Is there anyway to make this R code more efficient?
Question
I'm applying a fertility model and to execute I need to save matrices for each childbearing intensity, which I called mati , according to its order. In this case, i=(1, 2, 3,...n) The data frame bellow is an example of how my data is displayed. My real dataframe have 525 rows and 10 columns ( "AGE" "year" "mat1" "mat2" "mat3" "mat4" "mat5" "mat6" "mat7" "mat8" ).
year <- c(rep(1998:2001, 4))
Age <- c(rep(15:18, 4))
mat1 <- c(rep(0.01, 16))
mat2 <- c(rep(0.012, 16))
mat3 <- c(rep(0.015, 16))
mat <- data.frame(year, Age, mat1, mat2, mat3)
mat
year Age mat1 mat2 mat3
1 1998 15 0.01 0.012 0.015
2 1999 16 0.01 0.012 0.015
3 2000 17 0.01 0.012 0.015
4 2001 18 0.01 0.012 0.015
5 1998 15 0.01 0.012 0.015
6 1999 16 0.01 0.012 0.015
7 2000 17 0.01 0.012 0.015
8 2001 18 0.01 0.012 0.015
9 1998 15 0.01 0.012 0.015
10 1999 16 0.01 0.012 0.015
11 2000 17 0.01 0.012 0.015
12 2001 18 0.01 0.012 0.015
13 1998 15 0.01 0.012 0.015
14 1999 16 0.01 0.012 0.015
15 2000 17 0.01 0.012 0.015
16 2001 18 0.01 0.012 0.015
To execute get my final numeric matrices I already executed the code below, but it takes a long time.
##mat1###
library(dlyr)
library(tidyr)
mat1 <- #selecting just intensities of order 1 and creating matrices
select(mat, Age, year, mat1) %>%
spread(year, mat1)
names(mat1)[c(2:6)] <- paste0("year ", names(mat1[2:6])) #alter colnames
mat1[ ,1] <- paste0("age ", mat1[,1]) #alter the row from column "age"

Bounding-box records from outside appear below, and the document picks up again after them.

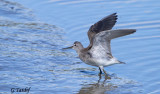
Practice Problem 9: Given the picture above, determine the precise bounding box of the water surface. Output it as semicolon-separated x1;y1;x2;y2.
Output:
0;0;160;94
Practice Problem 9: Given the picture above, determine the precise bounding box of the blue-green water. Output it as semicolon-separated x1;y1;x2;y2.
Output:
0;0;160;94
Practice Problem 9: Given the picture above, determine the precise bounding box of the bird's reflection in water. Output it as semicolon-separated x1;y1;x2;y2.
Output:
77;75;118;94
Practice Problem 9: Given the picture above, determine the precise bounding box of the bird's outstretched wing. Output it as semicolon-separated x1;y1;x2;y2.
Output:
90;29;136;56
87;13;117;49
88;13;117;41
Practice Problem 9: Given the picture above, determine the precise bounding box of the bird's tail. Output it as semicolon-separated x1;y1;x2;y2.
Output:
118;60;126;64
109;29;136;39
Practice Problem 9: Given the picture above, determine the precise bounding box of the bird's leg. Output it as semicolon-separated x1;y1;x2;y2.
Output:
98;67;102;76
103;68;111;80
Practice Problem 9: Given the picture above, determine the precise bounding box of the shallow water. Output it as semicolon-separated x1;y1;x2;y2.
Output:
0;0;160;94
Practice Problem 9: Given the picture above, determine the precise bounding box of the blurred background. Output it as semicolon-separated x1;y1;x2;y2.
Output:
0;0;160;94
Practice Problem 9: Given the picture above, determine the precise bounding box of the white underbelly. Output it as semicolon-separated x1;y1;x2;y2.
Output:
85;58;119;67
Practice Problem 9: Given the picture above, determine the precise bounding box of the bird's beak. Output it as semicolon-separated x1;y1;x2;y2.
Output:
63;46;73;50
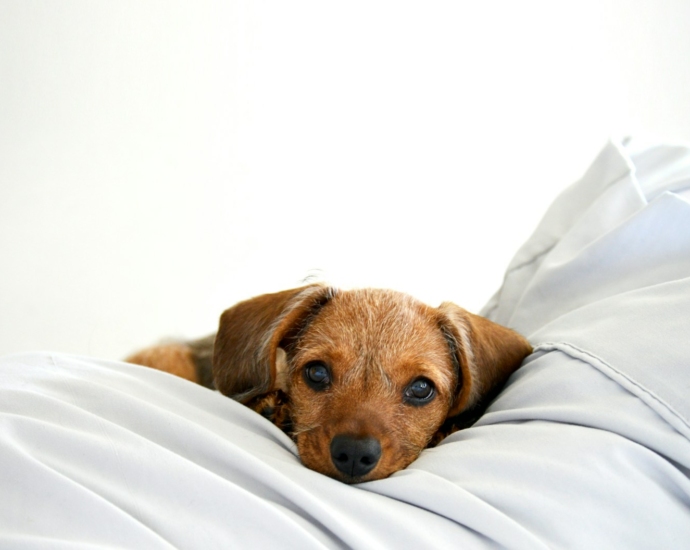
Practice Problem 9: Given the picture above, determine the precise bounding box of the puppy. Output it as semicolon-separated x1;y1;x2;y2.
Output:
129;285;532;483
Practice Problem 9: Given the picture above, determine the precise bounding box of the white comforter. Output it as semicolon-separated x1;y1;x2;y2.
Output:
0;139;690;549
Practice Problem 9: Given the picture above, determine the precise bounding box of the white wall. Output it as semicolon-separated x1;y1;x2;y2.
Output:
0;0;690;358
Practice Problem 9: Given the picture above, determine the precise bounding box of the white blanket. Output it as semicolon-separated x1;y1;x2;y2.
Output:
0;139;690;549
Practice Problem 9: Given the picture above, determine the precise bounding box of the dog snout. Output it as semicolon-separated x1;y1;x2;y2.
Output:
331;434;381;478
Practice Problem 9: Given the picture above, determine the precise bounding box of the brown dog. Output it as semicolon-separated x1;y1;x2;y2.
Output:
129;285;532;483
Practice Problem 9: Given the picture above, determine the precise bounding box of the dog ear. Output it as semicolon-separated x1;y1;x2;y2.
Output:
438;302;532;417
213;285;335;403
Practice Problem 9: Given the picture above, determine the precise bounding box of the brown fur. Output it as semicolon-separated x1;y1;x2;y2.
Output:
130;285;531;483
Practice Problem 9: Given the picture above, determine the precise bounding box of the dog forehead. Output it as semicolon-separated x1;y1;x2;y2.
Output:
300;289;448;362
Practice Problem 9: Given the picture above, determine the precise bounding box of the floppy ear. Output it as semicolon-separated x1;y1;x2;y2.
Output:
438;302;532;417
213;285;335;403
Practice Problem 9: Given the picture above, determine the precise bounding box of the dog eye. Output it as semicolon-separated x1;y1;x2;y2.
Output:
404;378;436;406
304;361;331;390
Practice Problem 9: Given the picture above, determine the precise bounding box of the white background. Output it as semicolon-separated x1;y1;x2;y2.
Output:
0;0;690;358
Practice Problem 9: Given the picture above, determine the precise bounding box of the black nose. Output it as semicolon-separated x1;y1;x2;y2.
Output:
331;434;381;477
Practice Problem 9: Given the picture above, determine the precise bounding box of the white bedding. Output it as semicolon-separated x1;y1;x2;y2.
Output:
0;139;690;549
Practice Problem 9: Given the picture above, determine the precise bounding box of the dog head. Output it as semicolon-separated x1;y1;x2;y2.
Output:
213;285;531;483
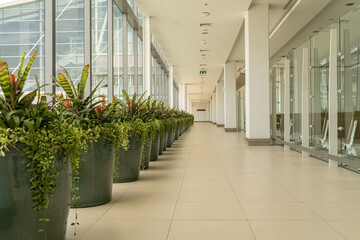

mat_oe1 <- data.matrix(mat1[2:6])
dimnames(mat_oe1) <- list(c(mat1[,1]),
c(names(mat1[2:6])))
#Saving as txt to read i the model
write.table(mat_oe2, file = "mat_oe1.txt", sep = "\t",
row.names = T, col.names = T)
##mat2
mat2 <- #selecting just intensities of order 1 and creating matrices
select(mat, Age, year, mat2) %>%
spread(year, mat2)
names(mat2)[c(2:6)] <- paste0("year ", names(mat2[2:6])) #alter colnames
mat2[ ,1] <- paste0("age ", mat2[,1]) #alter the row from column "age"
mat_oe2 <- data.matrix(mat2[2:6])
dimnames(mat_oe2) <- list(c(mat1[,1]),
c(names(mat1[2:6])))
#Saving as txt to read i the model
write.table(mat_oe2, file = "mat_oe2.txt", sep = "\t",
row.names = T, col.names = T)
##mat3
mat3 <- #selecting just intensities of order 1 and creating matrices
select(mat, Age, year, mat3) %>%
spread(year, mat3)
names(mat3)[c(2:6)] <- paste0("year ", names(mat3[2:6])) #alter colnames
mat3[ ,1] <- paste0("age ", mat3[,1]) #alter the row from column "age"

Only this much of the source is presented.